Patterns of evolution
- Macrocrania in infancy: The condition is usually evidenced in infancy with macrocephaly or significantly elevated ICP.
- Symptoms due to hydrocephalus later in life: The condition may become apparent later in life due to progressive hydrocephalus.
Time for evolution
- Variable: The time for evolution is variable.
- Stabilization: Many patients present with stabilized ICP, with compensated hydrocephalus. In these cases, no intervention may be indicated. However, elevated ICP may require intervention for control.
- Preparation for definitive intervention, nonemergent: Imaging studies should include MRI with and without contrast. An assessment of ICP should be made to determine the need and timing of intervention. This assessment can include ophthalmological examination.
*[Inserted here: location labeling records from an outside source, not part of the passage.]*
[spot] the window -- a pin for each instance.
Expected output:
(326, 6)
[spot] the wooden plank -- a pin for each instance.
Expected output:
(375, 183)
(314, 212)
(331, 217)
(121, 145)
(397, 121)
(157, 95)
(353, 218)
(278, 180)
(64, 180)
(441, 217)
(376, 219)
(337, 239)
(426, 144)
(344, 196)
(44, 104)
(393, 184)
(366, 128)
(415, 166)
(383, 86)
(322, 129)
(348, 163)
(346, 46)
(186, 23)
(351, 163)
Routine preoperative laboratory tests and assessment are performed.
- Preparation for definitive intervention, emergent: Patients may be critically ill with elevated ICP. CSF drainage would be indicated, either at the bedside in an ICU or in the operating room. Appropriate interventions to allow CSF drainage should be planned.
- CSF drainage parameters: When an EVD is required, the CSF should be drained to a normal pressure (i.e., 5-10 mmHg), but not too aggressively to prevent upward herniation.